Open gc625-kodifly opened 5 months ago

gc625-kodifly commented 5 months ago

Hi, I've modified the code to load a DinoV2 small model, but i realized that the embed_dim of the vit_small model

def vit_small(patch_size=16, **kwargs):
    model = DinoVisionTransformer(
        patch_size=patch_size,
        embed_dim=384,
        depth=12,
        num_heads=6,
        mlp_ratio=4,
        block_fn=partial(Block, attn_class=MemEffAttention),
        **kwargs,
    )
    return model

is 384, which is causing dimension mismatch problem with the RoMa ckpt provided. which assumes that the embed_dim is 1024. e.g.

 proj16 = nn.Sequential(nn.Conv2d(1024, 512, 1, 1), nn.BatchNorm2d(512))

can you provide the weights for RoMa-s?
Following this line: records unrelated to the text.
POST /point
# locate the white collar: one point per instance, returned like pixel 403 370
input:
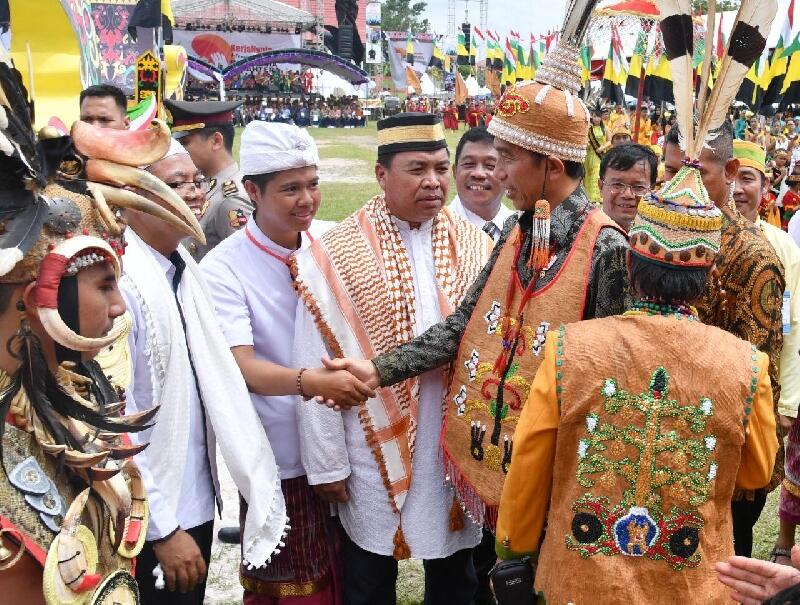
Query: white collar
pixel 405 226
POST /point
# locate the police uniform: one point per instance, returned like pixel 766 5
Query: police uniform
pixel 227 204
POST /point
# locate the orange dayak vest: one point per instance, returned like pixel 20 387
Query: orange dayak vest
pixel 485 398
pixel 653 413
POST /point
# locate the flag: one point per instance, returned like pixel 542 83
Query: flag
pixel 142 114
pixel 412 80
pixel 658 80
pixel 779 61
pixel 410 49
pixel 437 58
pixel 585 62
pixel 753 86
pixel 509 65
pixel 473 52
pixel 616 70
pixel 636 65
pixel 493 83
pixel 150 14
pixel 460 89
pixel 462 53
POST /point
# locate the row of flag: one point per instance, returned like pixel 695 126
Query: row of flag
pixel 773 78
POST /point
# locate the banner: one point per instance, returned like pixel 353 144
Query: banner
pixel 223 48
pixel 423 49
pixel 374 52
pixel 58 38
pixel 117 51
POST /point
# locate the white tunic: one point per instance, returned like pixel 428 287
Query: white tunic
pixel 196 500
pixel 503 213
pixel 255 302
pixel 334 446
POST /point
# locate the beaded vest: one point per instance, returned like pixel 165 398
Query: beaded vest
pixel 496 362
pixel 648 450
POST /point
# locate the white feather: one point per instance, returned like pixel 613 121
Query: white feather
pixel 759 14
pixel 682 76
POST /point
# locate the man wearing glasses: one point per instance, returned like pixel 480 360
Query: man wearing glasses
pixel 627 174
pixel 205 129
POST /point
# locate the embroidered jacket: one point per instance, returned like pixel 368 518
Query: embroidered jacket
pixel 605 296
pixel 631 457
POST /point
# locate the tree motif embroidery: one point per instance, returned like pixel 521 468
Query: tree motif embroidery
pixel 654 460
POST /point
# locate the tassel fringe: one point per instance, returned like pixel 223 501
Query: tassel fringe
pixel 456 516
pixel 540 234
pixel 401 549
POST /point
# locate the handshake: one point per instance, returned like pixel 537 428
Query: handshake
pixel 340 384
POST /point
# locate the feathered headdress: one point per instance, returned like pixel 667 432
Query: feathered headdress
pixel 59 202
pixel 680 226
pixel 747 41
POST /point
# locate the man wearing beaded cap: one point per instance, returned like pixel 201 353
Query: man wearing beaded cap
pixel 626 454
pixel 380 277
pixel 73 512
pixel 560 261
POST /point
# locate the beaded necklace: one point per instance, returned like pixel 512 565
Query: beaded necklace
pixel 648 307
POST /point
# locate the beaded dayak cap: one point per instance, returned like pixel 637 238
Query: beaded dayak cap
pixel 680 226
pixel 546 115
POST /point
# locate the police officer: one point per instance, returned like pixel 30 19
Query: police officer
pixel 206 131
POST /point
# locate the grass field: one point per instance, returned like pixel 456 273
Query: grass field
pixel 347 169
pixel 347 181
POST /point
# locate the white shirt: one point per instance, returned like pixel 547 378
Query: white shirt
pixel 334 446
pixel 196 501
pixel 499 219
pixel 255 302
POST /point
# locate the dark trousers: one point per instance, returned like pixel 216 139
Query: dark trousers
pixel 484 558
pixel 370 579
pixel 146 562
pixel 745 513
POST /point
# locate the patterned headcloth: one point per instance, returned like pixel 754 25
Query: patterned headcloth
pixel 680 226
pixel 268 148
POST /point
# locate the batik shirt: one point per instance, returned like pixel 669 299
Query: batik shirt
pixel 606 294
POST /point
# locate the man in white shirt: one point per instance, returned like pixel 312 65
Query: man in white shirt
pixel 480 194
pixel 384 274
pixel 180 362
pixel 251 286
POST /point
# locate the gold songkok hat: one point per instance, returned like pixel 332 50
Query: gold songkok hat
pixel 546 115
pixel 410 132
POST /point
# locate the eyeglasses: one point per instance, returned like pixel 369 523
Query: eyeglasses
pixel 618 188
pixel 203 185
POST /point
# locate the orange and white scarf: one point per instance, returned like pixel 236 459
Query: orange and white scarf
pixel 357 282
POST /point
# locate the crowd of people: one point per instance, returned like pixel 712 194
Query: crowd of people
pixel 578 380
pixel 330 112
pixel 269 79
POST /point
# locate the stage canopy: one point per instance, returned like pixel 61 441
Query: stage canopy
pixel 312 58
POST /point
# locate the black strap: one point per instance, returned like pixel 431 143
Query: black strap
pixel 180 265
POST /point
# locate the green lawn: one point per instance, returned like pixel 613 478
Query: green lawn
pixel 353 151
pixel 339 199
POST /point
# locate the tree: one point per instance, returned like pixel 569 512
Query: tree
pixel 701 6
pixel 403 16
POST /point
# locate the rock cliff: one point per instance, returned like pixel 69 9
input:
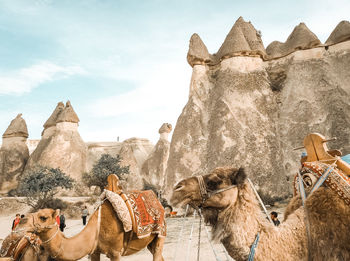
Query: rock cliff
pixel 133 151
pixel 13 154
pixel 252 109
pixel 61 145
pixel 153 169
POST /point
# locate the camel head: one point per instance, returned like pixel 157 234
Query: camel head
pixel 188 191
pixel 41 221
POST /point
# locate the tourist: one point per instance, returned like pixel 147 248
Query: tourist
pixel 58 218
pixel 62 221
pixel 84 215
pixel 274 218
pixel 16 221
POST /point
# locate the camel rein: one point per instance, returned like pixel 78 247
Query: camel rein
pixel 303 196
pixel 206 194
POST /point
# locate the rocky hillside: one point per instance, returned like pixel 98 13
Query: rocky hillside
pixel 250 107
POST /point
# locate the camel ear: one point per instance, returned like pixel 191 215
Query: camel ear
pixel 238 176
pixel 55 213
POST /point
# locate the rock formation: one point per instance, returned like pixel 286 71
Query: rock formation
pixel 340 34
pixel 242 39
pixel 197 52
pixel 153 169
pixel 13 153
pixel 250 112
pixel 61 145
pixel 134 152
pixel 300 39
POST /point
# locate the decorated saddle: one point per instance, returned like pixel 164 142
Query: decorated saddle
pixel 323 166
pixel 139 211
pixel 15 243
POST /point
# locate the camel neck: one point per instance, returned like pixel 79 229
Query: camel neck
pixel 244 219
pixel 75 247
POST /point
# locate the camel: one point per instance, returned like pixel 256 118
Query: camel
pixel 108 237
pixel 236 219
pixel 24 250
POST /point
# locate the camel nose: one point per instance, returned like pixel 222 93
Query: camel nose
pixel 178 187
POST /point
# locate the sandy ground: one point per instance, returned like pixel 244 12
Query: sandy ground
pixel 181 242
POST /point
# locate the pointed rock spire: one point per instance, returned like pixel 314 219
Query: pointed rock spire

As the model takes ~6GB vram even after applying the change from kde to approx_kde in #23, so being able to use a small model would help a lot

Parskatt commented 5 months ago

Sorry don't have it. I'll try training one (also with vit base).

gc625-kodifly commented 5 months ago

please do :) that would be really helpful. Looking forward to the results!

Dawars commented 5 months ago

@Parskatt Could you also train one using FeatUp? Would it be possible to get higher resolution outputs?

https://github.com/mhamilton723/FeatUp

Parskatt commented 5 months ago

@Dawars I'm not convinced that FeatUp is useful. Would be glad to be proven wrong, but not something I'll spend time on currently.